Le 11 mars 1690, le Roi lui signa le brevet qui nommait Le Cordier professeur d'hydrographie à Dieppe à la place de son ancien maître Guillaume Denys, décédé depuis quatre mois. Il fallait qu'il eût acquis, comme hydrographe, une notoriété bien grande pour qu'on préférât un havrais à un dieppois à cette fonction. Il est fort possible que Le Cordier avait l'estime toute particulière du ministre de la marine qui, le 17 août 1701, écrivait à son sujet ces aimables paroles: « En continuant à bien servir, je luy feray plaisir ». On prêtait du reste au Roi une opinion aussi favorable et des intentions non moins bienveillantes. Il mourut à Dieppe le 29 mars 1709.
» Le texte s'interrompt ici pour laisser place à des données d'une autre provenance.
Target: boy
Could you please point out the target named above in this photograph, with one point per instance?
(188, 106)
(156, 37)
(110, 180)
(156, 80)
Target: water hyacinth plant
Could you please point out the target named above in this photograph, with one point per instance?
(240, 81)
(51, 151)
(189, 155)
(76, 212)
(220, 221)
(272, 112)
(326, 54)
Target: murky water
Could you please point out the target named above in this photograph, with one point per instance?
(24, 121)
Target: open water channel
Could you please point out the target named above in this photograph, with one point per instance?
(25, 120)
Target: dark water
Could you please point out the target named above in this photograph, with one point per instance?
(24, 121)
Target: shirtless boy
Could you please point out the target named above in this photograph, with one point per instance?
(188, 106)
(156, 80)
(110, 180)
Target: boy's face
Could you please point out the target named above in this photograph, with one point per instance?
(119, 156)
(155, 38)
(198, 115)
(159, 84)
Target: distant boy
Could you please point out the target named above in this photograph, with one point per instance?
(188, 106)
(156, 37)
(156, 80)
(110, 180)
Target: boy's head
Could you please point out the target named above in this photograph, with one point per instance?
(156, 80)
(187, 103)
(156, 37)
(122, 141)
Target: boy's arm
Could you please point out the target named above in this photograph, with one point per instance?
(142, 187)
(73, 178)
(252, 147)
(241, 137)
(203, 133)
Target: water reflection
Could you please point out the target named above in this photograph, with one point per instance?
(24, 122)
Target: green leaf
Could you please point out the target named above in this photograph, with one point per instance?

Cet hydrographe écrivit pour ses élèves plusieurs ouvrages qui eurent, dès leur apparition, une vogue bien justifiée. On les réimprima jusqu'à la fin du XVIIIe siècle. Il fut aussi l'auteur de deux cartes publiées au Havre: l'une des côtes de la Manche et de l'Atlantique, l'autre de la « Baye de Canads, de la rivière de Kébec, et du banc de Terre Neuve et autres havres ».

Un des ses fils, Jacques Le Cordier (1686 - 1767), lui succéda à l'école d'hydrographie de Dieppe de 1709 à 1755. Il se contenta de revoir et de mettre au point les oeuvres de son père ainsi que de rééditer plusieurs fois à partir de 1727 l'ouvrage de Blondel Saint-Aubin: « Trigonomètrie géométrique, astronomique et maritimes, ... »

(Réf: A. Anthiaume, « Evolution et Enseignement de la Science Nautique... », Paris, 1920, 2 vol. in-8°).